Potential participants included women who were currently on tamoxifen or who were considered candidates for tamoxifen, either for treatment or prevention of breast cancer. Patients were recruited by physician referral or after receiving a contact letter sent to all patients from the University of California San Francisco (UCSF) Breast Oncology Clinic who met eligibility criteria. Participants were excluded if they could not give informed consent or could not participate in the educational session due to limited English proficiency. Recruitment took place between March 2008 and May 2010. Most of the women, 222, were referred to the study from physicians' offices. Of these, 15 (7%) did not agree to participate, leaving 207 (93%) referred women who consented to the study. Another 194 women were contacted by letter. Of those, 102 (52%) did not respond, 54 (28%) said they were not interested (n = 34) or not on tamoxifen (n = 20), leaving 38 (20%) women who were recruited by letter. Thus, a total of 245 women consented to participate in this study. The institutional review board at UCSF approved the study and all women provided written informed consent at study entry.

Study protocol

Prior to attending the educational session, each participant was required to identify a referring physician.
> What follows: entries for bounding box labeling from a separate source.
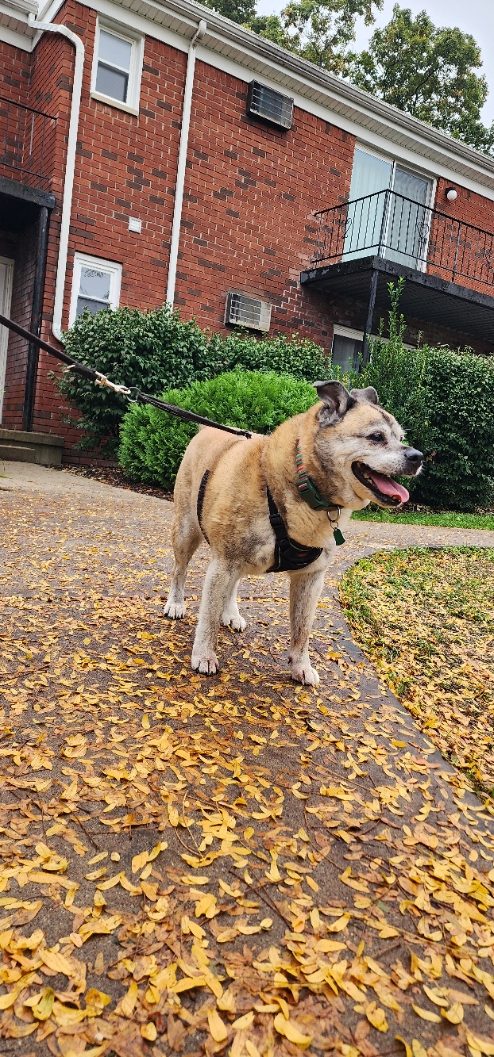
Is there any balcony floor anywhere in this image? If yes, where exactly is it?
[300,257,494,345]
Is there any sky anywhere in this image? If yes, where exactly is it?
[257,0,494,125]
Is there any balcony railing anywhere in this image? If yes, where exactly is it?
[312,190,494,293]
[0,96,56,190]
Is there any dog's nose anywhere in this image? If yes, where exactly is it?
[403,448,424,468]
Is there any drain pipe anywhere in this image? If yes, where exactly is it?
[166,18,207,308]
[28,14,85,344]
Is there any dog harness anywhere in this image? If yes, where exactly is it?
[197,469,334,573]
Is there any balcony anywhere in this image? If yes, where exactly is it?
[300,190,494,347]
[0,96,56,191]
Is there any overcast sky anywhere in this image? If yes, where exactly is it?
[257,0,494,124]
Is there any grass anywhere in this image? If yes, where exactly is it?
[353,507,494,530]
[340,546,494,798]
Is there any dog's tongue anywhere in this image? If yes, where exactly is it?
[370,469,410,503]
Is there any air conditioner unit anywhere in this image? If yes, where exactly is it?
[246,80,293,129]
[224,291,272,331]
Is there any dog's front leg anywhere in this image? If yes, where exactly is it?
[191,558,238,675]
[289,570,325,686]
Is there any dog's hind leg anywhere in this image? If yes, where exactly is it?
[221,580,246,631]
[191,558,238,675]
[289,570,325,686]
[163,515,202,620]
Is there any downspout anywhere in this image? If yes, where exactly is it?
[28,15,85,344]
[166,18,207,308]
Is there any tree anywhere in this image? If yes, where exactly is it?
[201,0,256,25]
[249,0,383,74]
[348,4,494,153]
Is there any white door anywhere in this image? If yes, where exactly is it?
[0,257,14,422]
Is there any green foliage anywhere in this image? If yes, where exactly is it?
[58,305,327,455]
[202,0,256,25]
[118,371,317,490]
[249,0,383,74]
[360,285,494,511]
[348,4,494,153]
[58,305,206,453]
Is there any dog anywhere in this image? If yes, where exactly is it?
[164,381,423,686]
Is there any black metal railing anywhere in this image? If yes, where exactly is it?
[0,96,56,190]
[311,190,494,286]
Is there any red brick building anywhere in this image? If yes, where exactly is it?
[0,0,494,460]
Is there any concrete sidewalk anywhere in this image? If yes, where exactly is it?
[0,464,494,1057]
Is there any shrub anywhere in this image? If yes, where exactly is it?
[118,371,317,490]
[57,305,327,453]
[359,286,494,511]
[57,305,207,453]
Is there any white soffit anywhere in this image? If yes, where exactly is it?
[28,0,494,200]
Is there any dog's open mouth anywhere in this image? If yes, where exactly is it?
[351,462,410,506]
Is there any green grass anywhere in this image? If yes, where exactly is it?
[353,507,494,530]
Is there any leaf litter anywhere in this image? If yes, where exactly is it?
[0,486,494,1057]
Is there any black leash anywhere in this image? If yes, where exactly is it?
[0,313,252,437]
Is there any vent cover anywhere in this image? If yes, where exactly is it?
[224,291,271,331]
[248,80,293,129]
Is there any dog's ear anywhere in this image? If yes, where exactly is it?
[313,382,355,426]
[350,386,379,404]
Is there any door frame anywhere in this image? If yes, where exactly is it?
[0,257,15,423]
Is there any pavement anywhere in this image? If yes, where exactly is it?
[0,463,494,1057]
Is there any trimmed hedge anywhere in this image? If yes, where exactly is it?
[118,371,317,490]
[57,305,327,455]
[359,283,494,511]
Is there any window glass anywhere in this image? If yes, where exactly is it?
[331,334,362,371]
[95,30,132,103]
[98,30,132,73]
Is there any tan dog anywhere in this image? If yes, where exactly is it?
[165,382,423,686]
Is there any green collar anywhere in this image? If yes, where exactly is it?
[295,441,345,546]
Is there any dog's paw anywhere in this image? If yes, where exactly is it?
[163,601,185,620]
[290,661,319,686]
[221,610,246,631]
[190,650,220,675]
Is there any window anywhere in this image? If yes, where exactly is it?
[343,147,434,271]
[91,22,144,113]
[69,254,122,324]
[331,327,364,371]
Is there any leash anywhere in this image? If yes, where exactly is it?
[0,313,252,438]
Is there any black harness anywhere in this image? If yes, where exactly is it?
[197,469,323,573]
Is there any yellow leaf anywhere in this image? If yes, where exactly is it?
[411,1002,441,1024]
[141,1020,158,1042]
[29,987,55,1020]
[40,950,74,978]
[365,1002,389,1032]
[207,1009,228,1042]
[115,980,139,1018]
[441,1002,464,1024]
[273,1013,312,1050]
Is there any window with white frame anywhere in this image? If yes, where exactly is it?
[331,327,364,371]
[69,254,122,324]
[91,21,144,112]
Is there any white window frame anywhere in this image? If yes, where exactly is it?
[91,18,144,115]
[69,253,122,327]
[349,140,438,274]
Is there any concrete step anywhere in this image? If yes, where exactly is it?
[0,426,63,466]
[0,441,37,463]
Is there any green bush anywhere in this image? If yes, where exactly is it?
[57,305,327,455]
[359,284,494,511]
[118,371,317,490]
[57,305,207,453]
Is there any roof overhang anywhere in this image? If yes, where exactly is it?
[7,0,494,198]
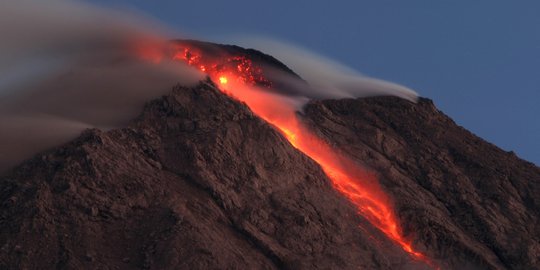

The referring physician received a short description of the study and agreed to receive the test result in order for the patient to be enrolled. After signing informed consent, the women participated in an educational session conducted by a study physician who used an oral and slideshow presentation to explain genetic testing in general. The study physician also showed slides that included both positive and negative studies regarding CYP2D6 genotype and breast cancer recurrence. The studies discussed included those published prior to March 2008 when recruitment began. The study physician explicitly told participants that genetic testing remains controversial in the medical literature and that additional studies of the utility of genetic testing on clinical outcome were underway. The presentation was approximately 30 to 45 minutes long, including 30 standardized slides and time for questions and discussion. Participants were asked to complete pre- and post-session questionnaires. CYP2D6 testing was offered to all participants at the end of the session (see laboratory protocols) and blood was obtained immediately after the educational component concluded. Results were released to the referring clinician 2 to 4 weeks after testing.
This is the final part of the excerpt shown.